I don’t understand why you keep asking for specific guidelines. I’m not a disaster management specialist. My advice would be pretty incomplete and amateur. My advice as a lawyer? Have evidence of your preparation you can point to when something goes wrong. “Yeah, the generators failed, but we weren’t negligent – we had a regular schedule of inspection and service on our generators every ninety days, including a three-day test run twice a year. Look at these inspection and service logs. These are exactly the recommended intervals from the manufacturer of our generators. The inspectors are mechanical engineers certified by the state to assess the fitness of industrial equipment.” If I’m asked to keep a hospital from getting sued, I’m thinking of all the things that could go wrong, and making sure we took reasonable steps to keep it from going wrong. Power outages happen. Generators fail. Can we do anything to keep them from failing forever? No. Can we change their oil and make sure squirrels haven’t nested in the fuel tanks? Yeah, probably. I’m being glib, but taking reasonable steps doesn’t require scheming like Lex Luthor.
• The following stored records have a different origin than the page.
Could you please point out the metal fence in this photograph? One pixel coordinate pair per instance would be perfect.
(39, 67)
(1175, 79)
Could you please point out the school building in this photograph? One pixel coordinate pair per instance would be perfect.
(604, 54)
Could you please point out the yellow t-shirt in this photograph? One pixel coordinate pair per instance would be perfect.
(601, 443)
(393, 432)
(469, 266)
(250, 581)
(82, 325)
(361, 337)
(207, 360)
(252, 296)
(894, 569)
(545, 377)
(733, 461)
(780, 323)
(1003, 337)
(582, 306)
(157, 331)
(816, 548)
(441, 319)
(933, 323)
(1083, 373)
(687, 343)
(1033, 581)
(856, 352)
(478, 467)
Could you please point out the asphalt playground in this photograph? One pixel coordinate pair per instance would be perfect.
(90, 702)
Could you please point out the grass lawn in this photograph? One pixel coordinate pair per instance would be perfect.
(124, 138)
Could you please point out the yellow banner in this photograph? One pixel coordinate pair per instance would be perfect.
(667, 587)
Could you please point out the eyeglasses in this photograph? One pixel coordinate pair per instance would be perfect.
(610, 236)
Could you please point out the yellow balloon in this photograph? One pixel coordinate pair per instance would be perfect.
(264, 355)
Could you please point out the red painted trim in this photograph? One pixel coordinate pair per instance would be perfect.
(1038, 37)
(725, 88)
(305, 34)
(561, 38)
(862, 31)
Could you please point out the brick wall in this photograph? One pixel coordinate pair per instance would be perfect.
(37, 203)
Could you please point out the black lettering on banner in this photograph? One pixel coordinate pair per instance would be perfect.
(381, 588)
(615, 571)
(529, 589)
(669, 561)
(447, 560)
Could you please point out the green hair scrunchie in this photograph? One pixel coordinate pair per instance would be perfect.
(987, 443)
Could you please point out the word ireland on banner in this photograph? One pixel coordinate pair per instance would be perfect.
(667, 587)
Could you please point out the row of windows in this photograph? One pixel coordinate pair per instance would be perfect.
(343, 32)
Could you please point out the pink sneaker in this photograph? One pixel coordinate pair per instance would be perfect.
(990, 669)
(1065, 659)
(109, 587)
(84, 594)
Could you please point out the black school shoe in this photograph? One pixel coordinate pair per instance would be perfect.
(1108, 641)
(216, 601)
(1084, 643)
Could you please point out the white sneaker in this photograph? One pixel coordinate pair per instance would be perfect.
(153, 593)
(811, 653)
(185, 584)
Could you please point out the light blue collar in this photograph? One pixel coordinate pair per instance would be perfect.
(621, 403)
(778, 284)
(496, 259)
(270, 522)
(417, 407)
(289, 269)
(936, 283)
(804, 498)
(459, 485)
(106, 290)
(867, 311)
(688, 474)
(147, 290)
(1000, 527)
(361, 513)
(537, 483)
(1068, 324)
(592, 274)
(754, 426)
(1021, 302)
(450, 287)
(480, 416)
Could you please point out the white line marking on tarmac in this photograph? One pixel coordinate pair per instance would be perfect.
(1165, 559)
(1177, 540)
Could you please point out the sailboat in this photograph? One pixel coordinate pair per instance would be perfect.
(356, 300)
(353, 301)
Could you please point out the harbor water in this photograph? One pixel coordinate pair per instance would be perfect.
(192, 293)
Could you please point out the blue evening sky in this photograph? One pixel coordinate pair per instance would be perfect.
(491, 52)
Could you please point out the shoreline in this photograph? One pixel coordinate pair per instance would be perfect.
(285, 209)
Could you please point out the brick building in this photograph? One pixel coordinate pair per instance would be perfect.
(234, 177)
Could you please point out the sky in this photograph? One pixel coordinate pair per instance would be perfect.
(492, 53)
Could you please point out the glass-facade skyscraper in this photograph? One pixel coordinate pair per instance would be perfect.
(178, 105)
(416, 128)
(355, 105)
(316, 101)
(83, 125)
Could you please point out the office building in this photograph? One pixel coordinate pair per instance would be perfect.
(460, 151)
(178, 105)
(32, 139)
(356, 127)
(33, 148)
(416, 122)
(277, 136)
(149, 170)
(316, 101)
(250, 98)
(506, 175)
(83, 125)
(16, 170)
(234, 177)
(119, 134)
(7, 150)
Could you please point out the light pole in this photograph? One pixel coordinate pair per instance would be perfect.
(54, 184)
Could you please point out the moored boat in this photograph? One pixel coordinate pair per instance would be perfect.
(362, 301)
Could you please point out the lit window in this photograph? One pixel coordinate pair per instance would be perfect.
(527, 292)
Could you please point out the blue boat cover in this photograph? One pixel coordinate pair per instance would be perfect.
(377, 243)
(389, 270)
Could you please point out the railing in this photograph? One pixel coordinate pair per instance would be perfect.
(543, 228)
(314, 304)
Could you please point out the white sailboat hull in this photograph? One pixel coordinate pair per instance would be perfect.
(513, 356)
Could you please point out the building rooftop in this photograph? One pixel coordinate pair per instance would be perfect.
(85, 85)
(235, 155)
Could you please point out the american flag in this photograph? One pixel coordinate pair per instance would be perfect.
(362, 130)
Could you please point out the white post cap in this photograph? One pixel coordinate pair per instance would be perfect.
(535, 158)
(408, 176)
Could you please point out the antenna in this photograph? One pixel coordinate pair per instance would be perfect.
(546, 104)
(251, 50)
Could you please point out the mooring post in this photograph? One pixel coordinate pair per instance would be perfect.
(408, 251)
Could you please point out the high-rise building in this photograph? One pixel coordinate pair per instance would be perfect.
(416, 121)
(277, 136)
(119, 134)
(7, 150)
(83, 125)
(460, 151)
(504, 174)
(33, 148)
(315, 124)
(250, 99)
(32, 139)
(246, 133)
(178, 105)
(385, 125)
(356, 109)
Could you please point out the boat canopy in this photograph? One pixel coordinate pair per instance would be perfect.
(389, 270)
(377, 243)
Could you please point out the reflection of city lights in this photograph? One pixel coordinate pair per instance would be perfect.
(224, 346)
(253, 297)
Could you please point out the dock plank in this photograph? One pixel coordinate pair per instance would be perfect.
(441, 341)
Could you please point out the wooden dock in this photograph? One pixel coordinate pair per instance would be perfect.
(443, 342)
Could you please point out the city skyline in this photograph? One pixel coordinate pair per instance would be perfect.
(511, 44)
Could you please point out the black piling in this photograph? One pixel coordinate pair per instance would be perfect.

Again, this is a really low bar.
Also, my comparison is not apples and bananas. It’s negligent to not maintain your grocery store in a way that’s hazardous to customers who shop there. It’s also negligent to not maintain your generators in a way that lets your employees do their jobs. Being negligent in either of these ways has knowable risks and injuries. If you suck at having clean floors in aisle 7, you risk someone slipping and falling. If you suck at having electricity, you risk having your medical staff work by candlelight (and way worse things, I’m sure). Your example about a dignitary sounds like strict liability: if she is offended, I lose my house no matter how much I prepared. Strict liability is the most demanding standard in our legal system; we’re discussing negligence here, which is probably the least demanding.
@WhiteCoat, the bar IS low. In this case, the reasonable person standard would not require Tenet to prepare for Katrina-level hurricanes since that just isn’t reasonable to expect, at least it wasn’t before Katrina. What the standard requires is that Tenet prepare for hurricanes in a hurricane-prone city that sits below sea-level. Silly little things like moving components of electrical systems above the ground floor, i.e., sea level, where even a smaller hurricane and less flooding could damage them, or properly and regularly maintaining emergency generators so that they can provide more than a few hours of power; it’s reasonable to expect power outages to last multiple days, just look at NYC after our tropical storm/Cat-l hurricane Irene. Tenet should know that it’s hard to keep people alive in a hospital w/o power.
Would you agree with me that neither of those expectations are unreasonably high? Would you agree with me that it doesn’t take the power of hindsight to follow recommendations made in 2004? If so, then you agree that Tenet failed to meet these already-low expectations required of all companies, in its position, by the law.